America’s $9 Billion Zumwalt Destroyer Completes First Operational Deployment: Costly New Upgrades Proposed

The U.S. Navy’s sole operational Zumwalt Class destroyer, the USS Zumwalt, has completed its first operational deployment with the Pacific Fleet. The deployment concluded on November 10 three months after its departure on August 1. The destroyer is one of just three of its class to have been built, with costs per unit of over $9 billion making them by far the most expensive surface combatants in the world and several times as costly as originally projected when the program was initiated. A total of 32 warships were originally planned with the other 29 cut due to issues with the design, including the fact that the destroyers’ main armaments their 155 millimetre guns had to be removed and the number of vertical launch cells had to be cut to a very conservative 80. The USS Zumwalt first joined the navy’s combat fleet in April 2020, although its attention of combat readiness was  six years behind schedule. Propulsion systems and sensors have been other primary sources of performance issues. 

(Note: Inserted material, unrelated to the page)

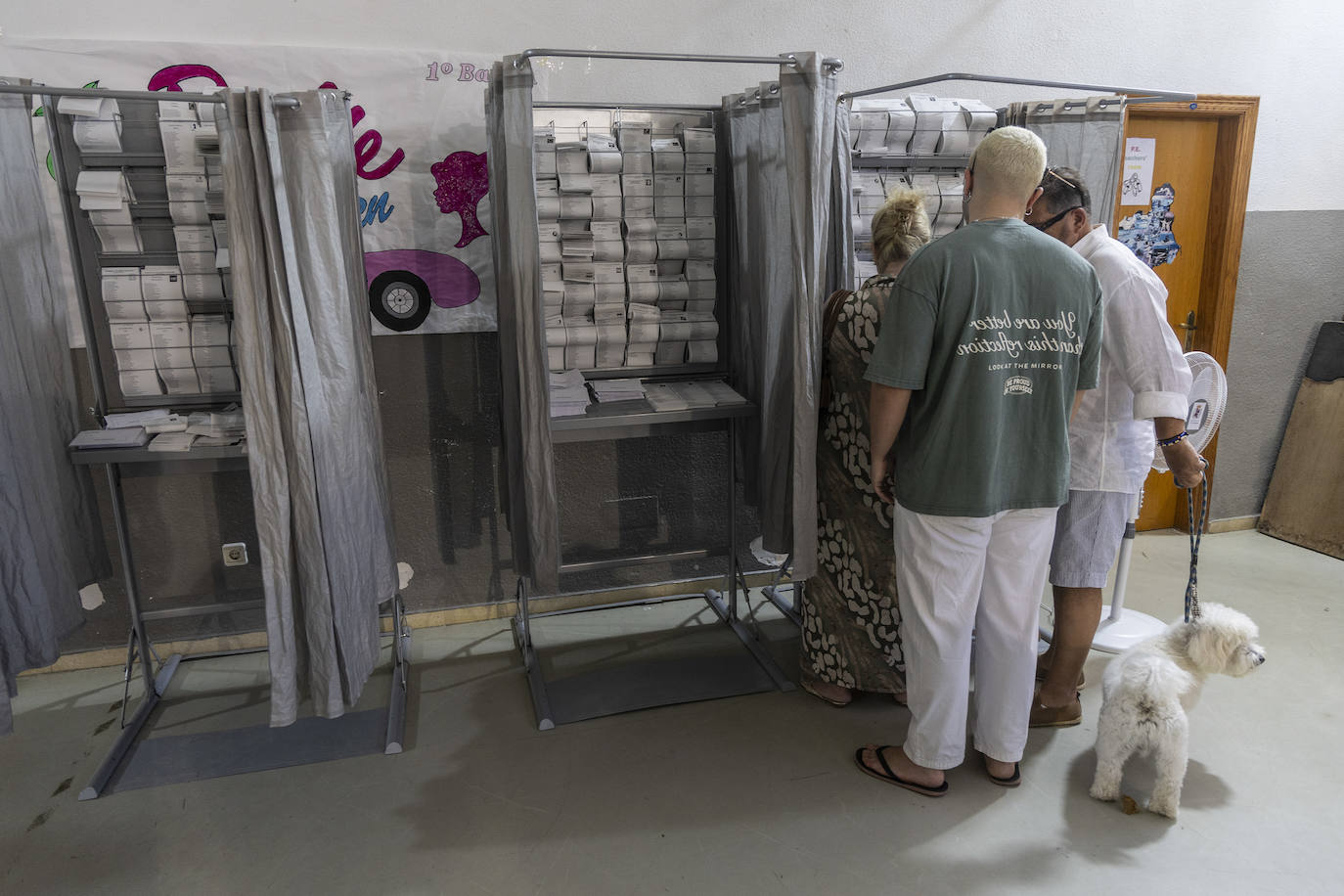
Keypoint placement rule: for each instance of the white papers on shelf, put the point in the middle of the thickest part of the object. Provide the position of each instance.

The future of the Zumwalt Class destroyer program remains uncertain, with proposals made to equip the three ships with Conventional Prompt Global Strike intercontinental range ballistic missiles. The missile is intended to bring the range and speed of a nuclear ICBM to a conventional attack, allowing it to be used against non-nuclear adversaries and to neutralise targets across the world without escalation to nuclear war. The Zumwalt’s stealth capabilities have been seen to make it a perfect launch platform for such missiles, and each destroyer is expected to be able to carry 12 ICBMs. More recently, closely coinciding with the conclusion of the USS Zumwalt’s first deployment, the possibility of a major upgrade package has again been raised including developing a new vertical launch system for the ship to accommodate strategic hypersonic missiles. The Zumwalt was conceptualised primarily for land attack roles from the outset, with development of the Conventional Prompt Global Strike system allowing the ships to strike ground targets from much greater ranges than originally envisioned for their primarily armament of 155mm guns.